By Kushboo Gupta, MarketTechPost
Unsupervised semantic segmentation seeks to uncover and localize semantically significant categories within image corpora without any annotation. However, there are several challenges in creating annotated training data. These challenges frequently often outweigh semantic segmentation methods’ superior accuracy. Algorithms must develop features for every pixel that are both semantically relevant and compact enough to form discrete clusters to extract meaningful categories with any annotation from the training data. A team of researchers from MIT’s Computer Science and Artificial Intelligence Laboratory (CSAIL), Google, and Cornell University has achieved this by creating a machine learning model named STEGO (Self-supervised Transformer with Energy-based Graph Optimization) that surpasses previous methods by decoupling feature learning from cluster compactification.

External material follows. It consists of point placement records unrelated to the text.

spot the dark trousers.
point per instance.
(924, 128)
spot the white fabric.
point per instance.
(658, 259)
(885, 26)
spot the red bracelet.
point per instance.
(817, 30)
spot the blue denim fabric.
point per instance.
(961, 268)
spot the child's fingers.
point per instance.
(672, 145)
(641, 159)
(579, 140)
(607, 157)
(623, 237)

A frozen backbone makes up STEGO, and it serves as a source of learning feedback and input to the segmentation head for predicting distilled characteristics. This segmentation head is a direct feed-forward network with a ReLU activation function. Unlike earlier studies, the algorithm’s efficiency was increased without retraining or fine-tuning the backbone. The STEGO neural network retrieves global image information by pooling spatial variables in a global average. Then, based on the cosine similarity in the backbone’s feature space, a lookup table is computed for each image’s K-Nearest Neighbours.

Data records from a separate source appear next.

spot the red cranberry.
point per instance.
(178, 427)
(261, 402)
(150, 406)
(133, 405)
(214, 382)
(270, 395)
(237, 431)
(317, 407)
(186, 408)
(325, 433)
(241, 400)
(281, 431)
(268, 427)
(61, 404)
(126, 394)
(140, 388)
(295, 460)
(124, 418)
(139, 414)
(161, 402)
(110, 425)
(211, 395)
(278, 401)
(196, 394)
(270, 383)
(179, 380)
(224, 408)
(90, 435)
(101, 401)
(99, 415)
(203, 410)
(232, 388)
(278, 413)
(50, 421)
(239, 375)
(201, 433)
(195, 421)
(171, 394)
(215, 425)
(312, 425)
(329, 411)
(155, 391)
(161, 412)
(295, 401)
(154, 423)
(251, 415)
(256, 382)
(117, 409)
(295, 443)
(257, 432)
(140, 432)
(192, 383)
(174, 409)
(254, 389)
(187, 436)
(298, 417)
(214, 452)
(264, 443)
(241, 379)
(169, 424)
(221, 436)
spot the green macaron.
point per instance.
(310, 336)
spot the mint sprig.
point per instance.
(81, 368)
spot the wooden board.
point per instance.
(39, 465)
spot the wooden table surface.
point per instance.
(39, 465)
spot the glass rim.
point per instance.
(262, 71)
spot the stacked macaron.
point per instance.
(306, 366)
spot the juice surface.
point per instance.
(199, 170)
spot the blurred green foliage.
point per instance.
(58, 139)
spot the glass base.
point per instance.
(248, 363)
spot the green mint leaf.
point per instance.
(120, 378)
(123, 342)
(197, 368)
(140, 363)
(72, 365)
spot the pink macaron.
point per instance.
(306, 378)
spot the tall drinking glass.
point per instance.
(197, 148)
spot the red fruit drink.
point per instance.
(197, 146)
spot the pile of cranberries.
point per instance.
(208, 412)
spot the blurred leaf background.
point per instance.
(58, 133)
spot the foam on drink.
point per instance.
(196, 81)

The CocoStuff dataset served as the primary training dataset, which had many images filled with small entities that were difficult to resolve at a feature resolution of (40, 40). Before learning KNNs, five training images were trimmed to handle small objects better and preserve rapid training periods. This allows the network to examine the images in greater depth, but it also increases the KNNs’ quality. For each crop, global picture embeddings were calculated in more detail. As a result, the network resolved finer details and produced five times as many images from which to locate close matching KNNs. On both the Cityscapes and CocoStuff datasets, five-cropping boosted performance. The clustering and CRF refining steps made the final components of the design.

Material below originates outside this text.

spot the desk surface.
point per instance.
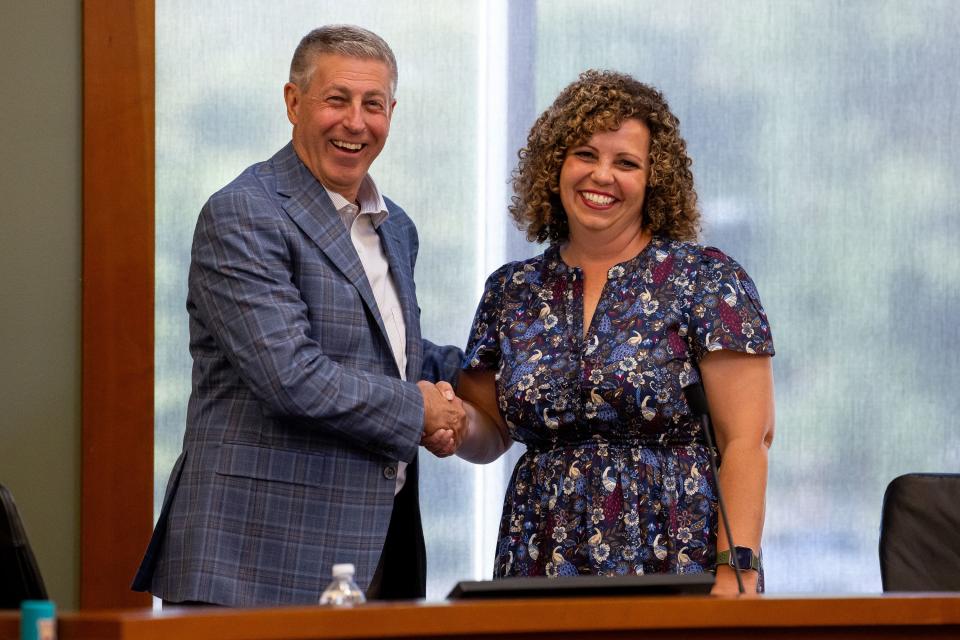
(931, 615)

STEGO can be used as a stepping stone into the world of modern self-supervised visual backbones, which can then be developed to produce cutting-edge unsupervised semantic segmentation algorithms. According to the team’s studies, STEGO outperforms previous state-of-the-art models on the PiCIE, CocoStuff, and Cityscapes datasets on the linear probe and unsupervised clustering metrics. DINO’s self-supervised weights on ImageNet are enough to simultaneously solve both settings, even if the backbone for these datasets has not been fine-tuned. By examining how STEGO outperformed just clustering the features from unmodified DINO, MoCoV2, and ImageNet supervised ResNet50 backbones, the team could draw a clear conclusion about the benefits of training a segmentation head to extract feature correspondences. However, there is still much additional work to be done when it comes to labeling.